Magnussen liczy na 'nowy samochód' po Silverstone

Duńczyk podejrzewa, że zawiodły części założone po wypadku sprzed tygodnia.
10.08.2011:26
Maciej Wróbel
854wyświetlenia
Embed from Getty Images

Kevin Magnussen stwierdził, że ma fundamentalny problem ze swoim bolidem.

Duńczyk ma za sobą bardzo nieudane dwa weekendy na Silverstone. W pierwszym wyścigu kierowca Haasa odpadł już na pierwszym okrążeniu po kolizji z Alexem Albonem, natomiast w GP 70-lecia wycofał się z wyścigu powodu nadmiernych wibracji i braku dodatkowego kompletu opon, by móc wrócić na tor.

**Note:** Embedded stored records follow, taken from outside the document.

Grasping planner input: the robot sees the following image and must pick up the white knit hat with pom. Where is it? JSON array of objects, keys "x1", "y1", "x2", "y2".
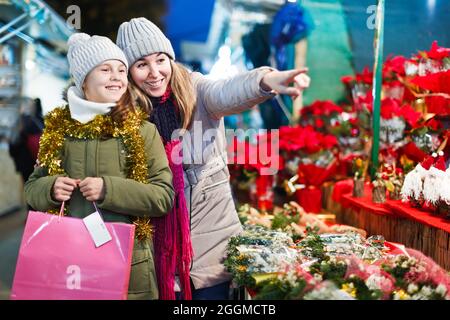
[{"x1": 67, "y1": 33, "x2": 128, "y2": 92}]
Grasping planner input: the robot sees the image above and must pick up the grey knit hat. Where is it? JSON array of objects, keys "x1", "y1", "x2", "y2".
[
  {"x1": 67, "y1": 33, "x2": 128, "y2": 91},
  {"x1": 116, "y1": 18, "x2": 175, "y2": 66}
]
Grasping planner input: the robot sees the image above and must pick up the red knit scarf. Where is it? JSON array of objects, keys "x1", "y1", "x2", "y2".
[{"x1": 152, "y1": 87, "x2": 193, "y2": 300}]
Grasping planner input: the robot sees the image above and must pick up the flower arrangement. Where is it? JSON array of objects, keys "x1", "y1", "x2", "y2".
[{"x1": 225, "y1": 221, "x2": 450, "y2": 300}]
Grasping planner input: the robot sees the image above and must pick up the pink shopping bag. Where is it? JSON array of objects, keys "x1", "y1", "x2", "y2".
[{"x1": 11, "y1": 211, "x2": 135, "y2": 300}]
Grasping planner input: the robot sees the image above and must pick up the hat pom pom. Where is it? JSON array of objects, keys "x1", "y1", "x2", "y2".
[
  {"x1": 67, "y1": 33, "x2": 91, "y2": 46},
  {"x1": 400, "y1": 164, "x2": 426, "y2": 201}
]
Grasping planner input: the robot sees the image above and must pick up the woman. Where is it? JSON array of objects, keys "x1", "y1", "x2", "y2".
[
  {"x1": 25, "y1": 34, "x2": 174, "y2": 299},
  {"x1": 116, "y1": 18, "x2": 309, "y2": 299}
]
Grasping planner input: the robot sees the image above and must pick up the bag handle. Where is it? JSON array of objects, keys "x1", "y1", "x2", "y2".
[{"x1": 58, "y1": 201, "x2": 102, "y2": 219}]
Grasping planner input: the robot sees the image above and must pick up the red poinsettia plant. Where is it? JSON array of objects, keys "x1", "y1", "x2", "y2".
[{"x1": 300, "y1": 100, "x2": 344, "y2": 132}]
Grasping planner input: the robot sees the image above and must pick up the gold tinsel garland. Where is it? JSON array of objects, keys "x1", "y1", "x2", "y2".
[{"x1": 38, "y1": 106, "x2": 152, "y2": 240}]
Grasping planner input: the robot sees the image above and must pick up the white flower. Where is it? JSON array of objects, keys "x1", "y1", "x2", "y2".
[
  {"x1": 314, "y1": 273, "x2": 323, "y2": 282},
  {"x1": 420, "y1": 286, "x2": 432, "y2": 297},
  {"x1": 408, "y1": 283, "x2": 419, "y2": 294},
  {"x1": 436, "y1": 284, "x2": 447, "y2": 297}
]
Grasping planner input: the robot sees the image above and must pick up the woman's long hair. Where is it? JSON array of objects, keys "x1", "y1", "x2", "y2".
[
  {"x1": 129, "y1": 59, "x2": 197, "y2": 129},
  {"x1": 111, "y1": 83, "x2": 150, "y2": 123}
]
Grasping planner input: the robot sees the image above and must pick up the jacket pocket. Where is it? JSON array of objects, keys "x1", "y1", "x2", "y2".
[
  {"x1": 202, "y1": 179, "x2": 229, "y2": 192},
  {"x1": 128, "y1": 241, "x2": 158, "y2": 300}
]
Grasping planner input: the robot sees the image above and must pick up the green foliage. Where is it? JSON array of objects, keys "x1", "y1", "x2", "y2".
[{"x1": 272, "y1": 212, "x2": 300, "y2": 230}]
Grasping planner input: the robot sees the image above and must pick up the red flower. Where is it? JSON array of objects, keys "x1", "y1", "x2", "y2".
[
  {"x1": 315, "y1": 118, "x2": 325, "y2": 129},
  {"x1": 341, "y1": 76, "x2": 355, "y2": 85},
  {"x1": 356, "y1": 67, "x2": 373, "y2": 84},
  {"x1": 383, "y1": 56, "x2": 407, "y2": 78},
  {"x1": 380, "y1": 98, "x2": 400, "y2": 119},
  {"x1": 425, "y1": 96, "x2": 450, "y2": 115},
  {"x1": 411, "y1": 70, "x2": 450, "y2": 94},
  {"x1": 400, "y1": 104, "x2": 422, "y2": 127},
  {"x1": 424, "y1": 40, "x2": 450, "y2": 60}
]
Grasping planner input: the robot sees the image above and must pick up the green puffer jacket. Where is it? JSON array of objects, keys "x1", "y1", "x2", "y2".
[{"x1": 25, "y1": 117, "x2": 174, "y2": 299}]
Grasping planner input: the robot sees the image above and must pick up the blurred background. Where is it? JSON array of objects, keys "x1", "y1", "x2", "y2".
[{"x1": 0, "y1": 0, "x2": 450, "y2": 299}]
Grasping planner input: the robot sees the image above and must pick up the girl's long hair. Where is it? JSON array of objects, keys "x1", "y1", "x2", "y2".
[
  {"x1": 111, "y1": 83, "x2": 149, "y2": 123},
  {"x1": 129, "y1": 59, "x2": 197, "y2": 129}
]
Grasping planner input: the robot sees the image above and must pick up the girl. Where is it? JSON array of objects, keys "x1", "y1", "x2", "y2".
[
  {"x1": 116, "y1": 18, "x2": 309, "y2": 299},
  {"x1": 25, "y1": 33, "x2": 174, "y2": 299}
]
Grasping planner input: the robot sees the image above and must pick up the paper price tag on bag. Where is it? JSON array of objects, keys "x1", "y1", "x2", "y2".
[{"x1": 83, "y1": 211, "x2": 112, "y2": 248}]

Magnussen po wyścigu stwierdził, że ma duży problem z samochodem i że problem ten nie dotyczy bolidu jego zespołowego partnera. Byliśmy po prostu kompletnie bezradni - przyznał Duńczyk, cytowany przez Ekstra Bladet. Wiemy, że samochód ogólnie nie jest zły, więc musi być coś nie w porządku z tym konkretnym, z którego korzystam ja.

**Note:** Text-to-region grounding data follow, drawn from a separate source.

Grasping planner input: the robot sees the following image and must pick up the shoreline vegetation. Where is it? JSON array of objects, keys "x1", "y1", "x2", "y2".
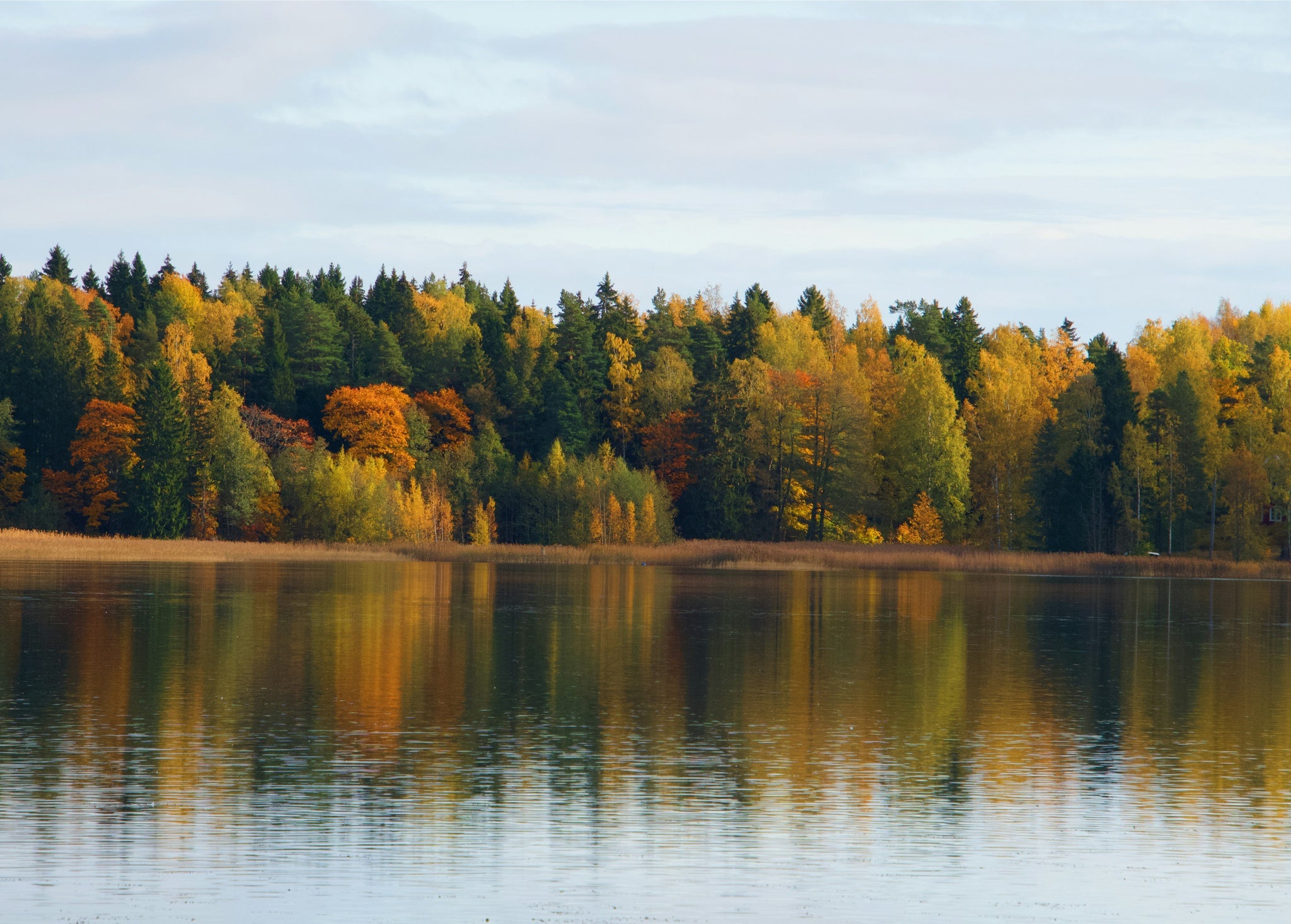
[
  {"x1": 8, "y1": 245, "x2": 1291, "y2": 562},
  {"x1": 0, "y1": 529, "x2": 1291, "y2": 580}
]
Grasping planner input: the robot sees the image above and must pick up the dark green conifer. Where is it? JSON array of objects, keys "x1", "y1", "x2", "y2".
[
  {"x1": 81, "y1": 266, "x2": 107, "y2": 298},
  {"x1": 40, "y1": 244, "x2": 76, "y2": 285},
  {"x1": 942, "y1": 296, "x2": 983, "y2": 401},
  {"x1": 260, "y1": 307, "x2": 296, "y2": 417},
  {"x1": 798, "y1": 285, "x2": 830, "y2": 333},
  {"x1": 130, "y1": 360, "x2": 191, "y2": 540}
]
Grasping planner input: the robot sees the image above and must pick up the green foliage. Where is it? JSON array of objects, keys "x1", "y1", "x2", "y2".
[
  {"x1": 879, "y1": 337, "x2": 968, "y2": 537},
  {"x1": 15, "y1": 238, "x2": 1291, "y2": 558},
  {"x1": 211, "y1": 384, "x2": 277, "y2": 536},
  {"x1": 274, "y1": 445, "x2": 397, "y2": 542},
  {"x1": 40, "y1": 244, "x2": 76, "y2": 285},
  {"x1": 130, "y1": 362, "x2": 192, "y2": 540}
]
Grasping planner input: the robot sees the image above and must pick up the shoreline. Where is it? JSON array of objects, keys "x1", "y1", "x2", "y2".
[{"x1": 0, "y1": 529, "x2": 1291, "y2": 580}]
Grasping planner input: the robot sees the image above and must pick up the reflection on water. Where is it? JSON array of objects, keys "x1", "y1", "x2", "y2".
[{"x1": 0, "y1": 563, "x2": 1291, "y2": 921}]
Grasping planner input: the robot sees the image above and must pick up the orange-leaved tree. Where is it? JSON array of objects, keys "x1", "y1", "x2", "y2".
[
  {"x1": 896, "y1": 490, "x2": 946, "y2": 546},
  {"x1": 323, "y1": 383, "x2": 414, "y2": 478},
  {"x1": 0, "y1": 398, "x2": 27, "y2": 515},
  {"x1": 413, "y1": 388, "x2": 472, "y2": 449},
  {"x1": 43, "y1": 398, "x2": 139, "y2": 533}
]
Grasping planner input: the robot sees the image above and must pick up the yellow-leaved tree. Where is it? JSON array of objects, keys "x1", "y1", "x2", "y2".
[
  {"x1": 879, "y1": 337, "x2": 970, "y2": 534},
  {"x1": 896, "y1": 490, "x2": 946, "y2": 546}
]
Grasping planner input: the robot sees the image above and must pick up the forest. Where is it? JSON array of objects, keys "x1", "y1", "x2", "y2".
[{"x1": 0, "y1": 246, "x2": 1291, "y2": 560}]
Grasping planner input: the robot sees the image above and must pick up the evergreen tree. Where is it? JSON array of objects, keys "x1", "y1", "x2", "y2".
[
  {"x1": 687, "y1": 318, "x2": 727, "y2": 383},
  {"x1": 105, "y1": 250, "x2": 138, "y2": 318},
  {"x1": 149, "y1": 254, "x2": 177, "y2": 294},
  {"x1": 798, "y1": 285, "x2": 831, "y2": 333},
  {"x1": 888, "y1": 298, "x2": 950, "y2": 366},
  {"x1": 557, "y1": 291, "x2": 596, "y2": 436},
  {"x1": 942, "y1": 296, "x2": 983, "y2": 403},
  {"x1": 42, "y1": 244, "x2": 76, "y2": 285},
  {"x1": 1087, "y1": 334, "x2": 1138, "y2": 461},
  {"x1": 364, "y1": 321, "x2": 412, "y2": 387},
  {"x1": 493, "y1": 276, "x2": 520, "y2": 329},
  {"x1": 591, "y1": 272, "x2": 640, "y2": 349},
  {"x1": 275, "y1": 281, "x2": 342, "y2": 420},
  {"x1": 11, "y1": 281, "x2": 93, "y2": 472},
  {"x1": 1033, "y1": 373, "x2": 1110, "y2": 552},
  {"x1": 260, "y1": 307, "x2": 296, "y2": 417},
  {"x1": 1147, "y1": 372, "x2": 1210, "y2": 553},
  {"x1": 188, "y1": 261, "x2": 211, "y2": 298},
  {"x1": 81, "y1": 266, "x2": 107, "y2": 298},
  {"x1": 130, "y1": 362, "x2": 191, "y2": 540},
  {"x1": 726, "y1": 282, "x2": 771, "y2": 362},
  {"x1": 678, "y1": 376, "x2": 753, "y2": 540}
]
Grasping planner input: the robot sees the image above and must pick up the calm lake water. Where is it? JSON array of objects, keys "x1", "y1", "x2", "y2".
[{"x1": 0, "y1": 563, "x2": 1291, "y2": 921}]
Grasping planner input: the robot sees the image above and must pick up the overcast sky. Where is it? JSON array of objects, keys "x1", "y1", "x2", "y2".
[{"x1": 0, "y1": 4, "x2": 1291, "y2": 342}]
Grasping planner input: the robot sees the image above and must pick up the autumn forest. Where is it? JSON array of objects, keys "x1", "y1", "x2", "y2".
[{"x1": 0, "y1": 246, "x2": 1291, "y2": 559}]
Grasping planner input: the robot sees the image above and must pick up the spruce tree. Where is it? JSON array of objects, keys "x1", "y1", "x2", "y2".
[
  {"x1": 942, "y1": 296, "x2": 983, "y2": 401},
  {"x1": 557, "y1": 291, "x2": 606, "y2": 436},
  {"x1": 129, "y1": 250, "x2": 150, "y2": 320},
  {"x1": 149, "y1": 254, "x2": 178, "y2": 293},
  {"x1": 105, "y1": 250, "x2": 139, "y2": 318},
  {"x1": 493, "y1": 276, "x2": 520, "y2": 329},
  {"x1": 81, "y1": 266, "x2": 107, "y2": 298},
  {"x1": 591, "y1": 272, "x2": 640, "y2": 349},
  {"x1": 42, "y1": 244, "x2": 76, "y2": 285},
  {"x1": 722, "y1": 282, "x2": 771, "y2": 362},
  {"x1": 188, "y1": 261, "x2": 211, "y2": 298},
  {"x1": 366, "y1": 321, "x2": 412, "y2": 387},
  {"x1": 130, "y1": 361, "x2": 191, "y2": 540},
  {"x1": 260, "y1": 307, "x2": 296, "y2": 417},
  {"x1": 798, "y1": 285, "x2": 830, "y2": 333},
  {"x1": 888, "y1": 298, "x2": 950, "y2": 366}
]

W zeszłym tygodniu rozbiliśmy się, a części użyte w ten weekend są stare - jeszcze z zimowych testów. Nie wiem co innego mogło zawinić. Wiem, że samochód jest o wiele lepszy. To dotyczyło jednak tylko mojej strony garażu. U Romaina wszystko było w porządku. Przyglądamy się temu obecnie i mamy nadzieję na zbudowanie nowego samochodu na Hiszpanię.

Szef ekipy Haasa, Gunther Steiner, przyznał, że jest świadomy problemów z samochodem Magnussena. Możemy go odbudować, ale również chcemy dowiedzieć się, co poszło nie tak - powiedział Włoch. W przeciwnym wypadku budujesz wciąż to samo i kończysz w takim samym położeniu. Zrobimy co w naszej mocy w ciągu najbliższych dni zanim wyruszymy do Hiszpanii.